Spectroscopy is a key technology for both fundamental and applied science. A long-held desire has been the development of a means to continuously acquire broadband spectral data with simultaneous high time and frequency resolution. Frequency-comb technology can open this door: here, we use a spectroscopic technique based on an electro-optic comb to make continuous observations of cesium vapor across a 3.2-GHz spectral bandwidth with a 2-$\mu \mathrm{s}$ time resolution and with 10-MHz frequency sampling. We use a rapidly switched pump laser to burn narrow features into the spectral line and study the response to this step perturbation. This examination allows us to see a number of unexpected effects, including the temporal evolution of the bandwidth, the amplitude, and the frequency of these burnt features. We also report on the previously unobserved effect of radiation reabsorption, which slowly produces a broad pedestal of perturbation around each feature. We present models that can explain these dynamical effects.

Figure 1

(a) Experimental setup. The probe laser is split into two signals—one path is modulated with a pseudorandom number code to produce a user-controllable frequency comb, while the second is frequency shifted by an AOM to provide a local oscillator. The combined optical signals are then incident on a vapor cell. We separately detect the incident ($D1$) and transmitted ($D2$) light in two channels of a fast oscilloscope and then calculate the transmittance. (b) Cesium energy-level diagram showing the four possible arrangements for optical pumping between the two ground states and the two excited states, together with the transitions probed by the frequency comb. (c) Simplified three-level diagram which aids the calculation of the expected temporal response.

Figure 2

Spectrogram showing the frequency-temporal response of the cesium $F=4\to F^{\prime }=3$, 4 transitions. A strong pump laser tuned to the $F=4\to F^{\prime }=4$ transition is switched on at $t=0$ and switched off at $t=250\mu \mathrm{s}$.

Figure 3

Measured transmittance of the $F=4\to F^{\prime }=3$, 4 transitions. The left-hand column shows the outcome when pumping on the $F=4\to F^{\prime }=4$ transition, while the right-hand column displays pumping on the $F=3\to F^{\prime }=3$ transition. The top row shows $2.2\mu \mathrm{s}$ after the pump is switched on, the middle row shows the transmission at $t=168\mu \mathrm{s}$, and the bottom row at $t=260\mu \mathrm{s}$ ($10\mu \mathrm{s}$ after the pump is switched off). In each panel, we superimpose the unperturbed transmission spectrum (at $t=0$, the blue line), together with a nonlinear fit to the experimental data (the black line).

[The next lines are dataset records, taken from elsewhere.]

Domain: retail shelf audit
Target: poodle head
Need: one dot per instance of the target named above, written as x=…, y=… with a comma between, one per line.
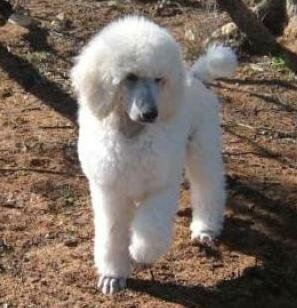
x=133, y=63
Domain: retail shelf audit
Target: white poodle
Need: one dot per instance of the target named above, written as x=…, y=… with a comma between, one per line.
x=142, y=118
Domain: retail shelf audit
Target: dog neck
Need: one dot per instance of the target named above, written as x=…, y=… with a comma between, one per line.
x=124, y=124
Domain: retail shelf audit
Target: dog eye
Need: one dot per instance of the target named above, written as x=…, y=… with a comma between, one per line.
x=132, y=77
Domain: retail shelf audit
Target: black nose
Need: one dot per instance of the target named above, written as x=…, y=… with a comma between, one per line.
x=150, y=115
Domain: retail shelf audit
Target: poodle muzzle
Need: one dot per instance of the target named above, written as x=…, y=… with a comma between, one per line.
x=142, y=99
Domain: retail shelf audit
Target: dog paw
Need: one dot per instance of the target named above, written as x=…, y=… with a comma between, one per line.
x=110, y=285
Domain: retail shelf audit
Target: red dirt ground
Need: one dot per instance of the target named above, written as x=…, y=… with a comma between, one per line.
x=46, y=226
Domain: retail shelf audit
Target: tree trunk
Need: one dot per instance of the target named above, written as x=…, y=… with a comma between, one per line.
x=258, y=35
x=273, y=14
x=291, y=8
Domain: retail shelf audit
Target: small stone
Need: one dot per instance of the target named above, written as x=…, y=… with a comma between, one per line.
x=71, y=242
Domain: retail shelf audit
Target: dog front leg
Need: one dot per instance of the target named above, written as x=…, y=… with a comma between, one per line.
x=206, y=175
x=112, y=217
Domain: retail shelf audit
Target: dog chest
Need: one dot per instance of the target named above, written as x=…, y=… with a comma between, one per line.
x=144, y=164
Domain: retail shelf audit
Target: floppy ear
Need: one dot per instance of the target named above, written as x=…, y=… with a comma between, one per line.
x=92, y=78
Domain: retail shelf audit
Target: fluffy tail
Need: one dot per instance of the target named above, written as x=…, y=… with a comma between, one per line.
x=218, y=61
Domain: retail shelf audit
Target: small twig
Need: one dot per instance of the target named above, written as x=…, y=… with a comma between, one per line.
x=152, y=275
x=57, y=127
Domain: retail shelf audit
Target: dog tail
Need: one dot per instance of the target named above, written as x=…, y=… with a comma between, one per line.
x=218, y=61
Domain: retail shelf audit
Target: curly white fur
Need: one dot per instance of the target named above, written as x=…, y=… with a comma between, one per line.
x=135, y=169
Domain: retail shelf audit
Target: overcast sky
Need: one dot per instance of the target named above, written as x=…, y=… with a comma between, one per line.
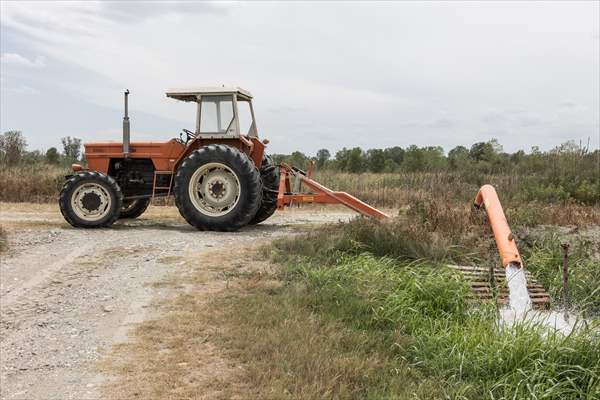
x=323, y=74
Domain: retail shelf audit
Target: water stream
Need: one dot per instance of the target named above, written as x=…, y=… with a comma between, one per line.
x=520, y=306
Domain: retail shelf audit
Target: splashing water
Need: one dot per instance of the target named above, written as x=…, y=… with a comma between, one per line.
x=519, y=298
x=520, y=309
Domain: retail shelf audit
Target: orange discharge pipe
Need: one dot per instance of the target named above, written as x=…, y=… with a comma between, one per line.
x=505, y=241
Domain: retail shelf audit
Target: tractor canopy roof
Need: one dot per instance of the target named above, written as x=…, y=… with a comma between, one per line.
x=192, y=93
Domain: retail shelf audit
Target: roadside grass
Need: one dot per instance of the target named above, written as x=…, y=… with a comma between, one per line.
x=34, y=183
x=544, y=258
x=3, y=240
x=372, y=327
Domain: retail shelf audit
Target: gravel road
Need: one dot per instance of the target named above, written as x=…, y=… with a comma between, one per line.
x=67, y=295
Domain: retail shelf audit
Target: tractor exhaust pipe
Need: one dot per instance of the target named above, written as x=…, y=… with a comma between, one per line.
x=126, y=127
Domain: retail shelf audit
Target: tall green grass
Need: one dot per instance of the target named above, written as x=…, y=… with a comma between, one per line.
x=421, y=311
x=35, y=183
x=544, y=259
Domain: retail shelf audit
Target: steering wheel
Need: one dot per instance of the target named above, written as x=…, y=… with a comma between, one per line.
x=189, y=135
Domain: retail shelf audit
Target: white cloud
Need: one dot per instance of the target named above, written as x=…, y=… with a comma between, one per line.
x=19, y=60
x=22, y=90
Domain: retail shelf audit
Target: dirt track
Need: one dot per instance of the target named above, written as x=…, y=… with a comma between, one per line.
x=67, y=295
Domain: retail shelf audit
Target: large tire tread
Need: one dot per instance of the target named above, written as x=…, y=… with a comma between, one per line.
x=269, y=174
x=72, y=181
x=248, y=175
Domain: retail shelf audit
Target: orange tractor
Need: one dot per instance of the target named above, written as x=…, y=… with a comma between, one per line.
x=219, y=173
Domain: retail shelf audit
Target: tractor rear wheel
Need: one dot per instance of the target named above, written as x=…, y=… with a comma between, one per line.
x=269, y=175
x=90, y=199
x=217, y=187
x=133, y=208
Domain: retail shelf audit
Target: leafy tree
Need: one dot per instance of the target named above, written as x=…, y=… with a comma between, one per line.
x=482, y=151
x=414, y=159
x=396, y=154
x=433, y=158
x=52, y=156
x=375, y=160
x=356, y=160
x=458, y=157
x=72, y=148
x=12, y=147
x=298, y=160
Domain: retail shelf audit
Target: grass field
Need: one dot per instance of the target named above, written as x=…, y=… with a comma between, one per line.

The wavelength markers are retrieved from Ref. [47].

Figure 4

Inclusion of a broad pedestal. (a) Fit using spectral holes only. The absence of the pedestal forces the widths of the resonant features to around 36 MHz. (b) Fit allowing for both spectral holes and pedestals. The returned width values for the resonant features are around 27 MHz. The displayed residuals are expressed in terms of the optical-depth difference between the model and fitted curves.

Figure 5

Temporal evolution of the spectral modifications. (a) Pump tuned to the $F=3\to F^{\prime }=3$ transition. The left plot shows the fractional height (the fractional change in optical depth) of the spectral hole in the $F=4\to F^{\prime }=3$ (red) and $F=4\to F^{\prime }=4$ (blue) transitions. The amplitude of the pedestal feature is also shown as measured in the $F=4\to F^{\prime }=4$ (brown) and $F=4\to F^{\prime }=3$ (black) transitions. The right-hand-side plot shows the bandwidth of the burnt feature as measured in the $F=4\to F^{\prime }=3$ (red) and $F=4\to F^{\prime }=4$ (blue) transitions. (b) Pump tuned to the $F=4\to F^{\prime }=4$ transition. Color codes are the same as in (a). See Fig. 1 in the Supplemental Material [48] for the cases where the pump is tuned to the $F=3\to F^{\prime }=4$ and $F=4\to F^{\prime }=3$ transitions.

Figure 6

Frequency splitting between spectral holes as a function of time when pumped on the $F=4\to F^{\prime }=3$ (blue) and $F=4\to F^{\prime }=4$ (red) transitions.

Figure 7

Simulations of the atomic response using a three-level atomic model. (a) Pump tuned to the $F=3\to F^{\prime }=3$ transition. (b) Pump tuned to the $F=4\to F^{\prime }=4$ transition. In both cases, the pumping rate has been set at 7 MHz and transit-time relaxation at $7.5\mu \mathrm{s}$. The theory shows good qualitative agreement with the experimental curves in Fig. 5.